According to Sun Media's Michael Den Tandt, not only the Liberal Party but Canadian liberalism itself is on the verge of destruction thanks to Michael Ignatieff’s refusal to support the Conservatives’ anti-human smuggling bill. “Understand that, for most Canadians, this bill doesn't go nearly far enough,” he writes. That’s a pretty bold statement, considering most Canadians have no idea that Bill C-49 even exists, but presumably Den Tandt has a red phone next to his desk through which Canadian Liberals call him up and tell him their opinions on things. Den Tandt complains that the bill “does not propose somehow rolling back the Supreme Court's 1985 Singh decision” granting Charter rights to anyone on Canadian soil. How exactly MPs are supposed to legislate the reversal of a Supreme Court decision he doesn’t make clear. Just, you know, “somehow.”

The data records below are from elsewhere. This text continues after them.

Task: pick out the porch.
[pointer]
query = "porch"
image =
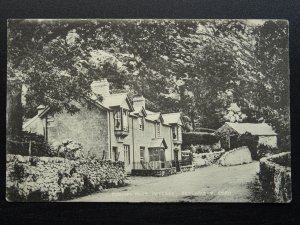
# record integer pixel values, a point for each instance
(153, 168)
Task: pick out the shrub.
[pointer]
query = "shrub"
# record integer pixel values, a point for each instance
(198, 138)
(265, 150)
(20, 145)
(70, 150)
(203, 149)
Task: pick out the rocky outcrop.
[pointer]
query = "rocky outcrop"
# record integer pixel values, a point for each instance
(55, 178)
(236, 156)
(275, 177)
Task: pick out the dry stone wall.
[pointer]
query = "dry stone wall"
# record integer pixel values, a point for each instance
(236, 156)
(206, 159)
(55, 178)
(275, 177)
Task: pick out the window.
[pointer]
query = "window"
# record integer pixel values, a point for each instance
(156, 154)
(158, 130)
(115, 154)
(126, 154)
(121, 120)
(179, 135)
(175, 132)
(142, 153)
(125, 120)
(118, 120)
(50, 121)
(141, 123)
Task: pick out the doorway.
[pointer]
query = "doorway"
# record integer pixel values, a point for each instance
(176, 160)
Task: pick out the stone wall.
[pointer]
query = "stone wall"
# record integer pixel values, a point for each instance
(155, 173)
(54, 178)
(89, 127)
(206, 159)
(275, 177)
(236, 156)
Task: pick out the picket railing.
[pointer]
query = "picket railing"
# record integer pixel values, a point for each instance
(153, 165)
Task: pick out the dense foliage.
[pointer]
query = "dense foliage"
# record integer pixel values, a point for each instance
(197, 138)
(199, 67)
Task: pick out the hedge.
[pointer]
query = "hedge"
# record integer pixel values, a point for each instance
(198, 138)
(56, 178)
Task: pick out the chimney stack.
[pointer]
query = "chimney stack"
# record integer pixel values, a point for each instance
(40, 108)
(100, 87)
(139, 101)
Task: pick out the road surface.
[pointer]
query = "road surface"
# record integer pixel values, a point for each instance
(209, 184)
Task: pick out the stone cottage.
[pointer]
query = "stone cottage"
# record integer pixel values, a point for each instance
(231, 131)
(115, 128)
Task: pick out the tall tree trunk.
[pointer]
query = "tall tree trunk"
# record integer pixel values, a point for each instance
(14, 111)
(192, 116)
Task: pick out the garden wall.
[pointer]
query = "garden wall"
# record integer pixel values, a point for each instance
(206, 159)
(55, 178)
(275, 177)
(236, 156)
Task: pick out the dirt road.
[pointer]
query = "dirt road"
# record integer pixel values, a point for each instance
(209, 184)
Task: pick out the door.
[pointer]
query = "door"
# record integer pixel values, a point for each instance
(115, 154)
(126, 155)
(176, 160)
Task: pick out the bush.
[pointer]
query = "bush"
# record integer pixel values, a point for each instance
(70, 150)
(265, 150)
(203, 149)
(20, 145)
(54, 178)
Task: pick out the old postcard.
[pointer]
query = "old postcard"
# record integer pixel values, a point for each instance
(156, 110)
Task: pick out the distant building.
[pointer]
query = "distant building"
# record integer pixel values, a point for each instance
(231, 131)
(115, 128)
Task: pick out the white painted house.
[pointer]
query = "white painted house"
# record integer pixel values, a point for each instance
(265, 133)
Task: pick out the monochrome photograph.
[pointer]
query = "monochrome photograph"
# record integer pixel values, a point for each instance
(148, 110)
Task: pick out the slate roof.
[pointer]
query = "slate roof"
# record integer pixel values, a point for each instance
(30, 121)
(153, 117)
(253, 128)
(158, 143)
(113, 100)
(171, 118)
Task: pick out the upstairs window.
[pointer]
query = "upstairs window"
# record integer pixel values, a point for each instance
(125, 120)
(141, 123)
(142, 153)
(158, 130)
(175, 132)
(118, 120)
(121, 120)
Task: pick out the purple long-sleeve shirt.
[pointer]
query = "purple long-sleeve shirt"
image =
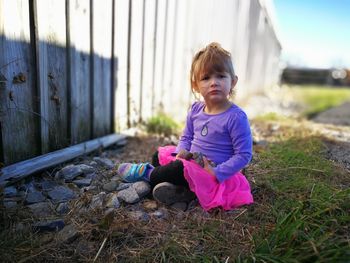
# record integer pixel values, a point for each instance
(224, 138)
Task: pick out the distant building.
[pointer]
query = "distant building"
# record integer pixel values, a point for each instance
(332, 77)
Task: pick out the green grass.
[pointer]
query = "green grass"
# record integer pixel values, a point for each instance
(162, 124)
(318, 98)
(310, 208)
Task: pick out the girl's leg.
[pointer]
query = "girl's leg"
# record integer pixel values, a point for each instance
(171, 173)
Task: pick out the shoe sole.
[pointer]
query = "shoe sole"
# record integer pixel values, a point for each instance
(169, 194)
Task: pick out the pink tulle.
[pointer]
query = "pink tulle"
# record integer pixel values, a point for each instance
(230, 194)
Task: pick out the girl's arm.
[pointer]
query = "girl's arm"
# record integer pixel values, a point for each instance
(240, 133)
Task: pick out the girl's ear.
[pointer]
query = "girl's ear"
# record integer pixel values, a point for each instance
(234, 82)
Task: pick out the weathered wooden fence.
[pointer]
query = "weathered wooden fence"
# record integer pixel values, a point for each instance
(75, 70)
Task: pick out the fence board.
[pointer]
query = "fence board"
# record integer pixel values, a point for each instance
(121, 54)
(52, 64)
(18, 111)
(102, 50)
(79, 66)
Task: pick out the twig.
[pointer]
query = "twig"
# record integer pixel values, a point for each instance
(289, 168)
(99, 251)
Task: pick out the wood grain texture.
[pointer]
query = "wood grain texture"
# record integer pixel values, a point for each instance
(18, 98)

Because the bill imposes stricter penalties on migrants even if they’re found to have a legitimate refugee claim, the National Post’s editors argue that “the bulk of the punishment would be reserved for the would-be refugees themselves” rather than the smuggling ringleaders who will remain untouchable in their home countries. The Conservatives’ rationale appears to be that news of the law would spread and deter smugglers, but the Post rightly points out that migrants’ desperation is such that each year hundreds of Mexicans die trying to reach the U.S., yet “that fact doesn't prevent their friends and family members from becoming clients of human smugglers.”
The Post’s Chris Selley also dislikes the bill, saying “it makes no sense except as a desperation manoeuvre … in that it's designed to address a PR problem, not a refugee problem.” The bill targets the embarrassing sight of migrants arriving en masse in boats, but Selley argues that many more immigrants walk over the U.S. every year with false documents so why “obsess about boat people and not airplane and on-foot people?” Despite supporting Ignatieff’s opposition to the bill, Selley wonders why the Liberal leader seems to pick and choose when to fight battles over issues dealing with the Charter. On prostitution and polygamy, he’s remained oddly silent.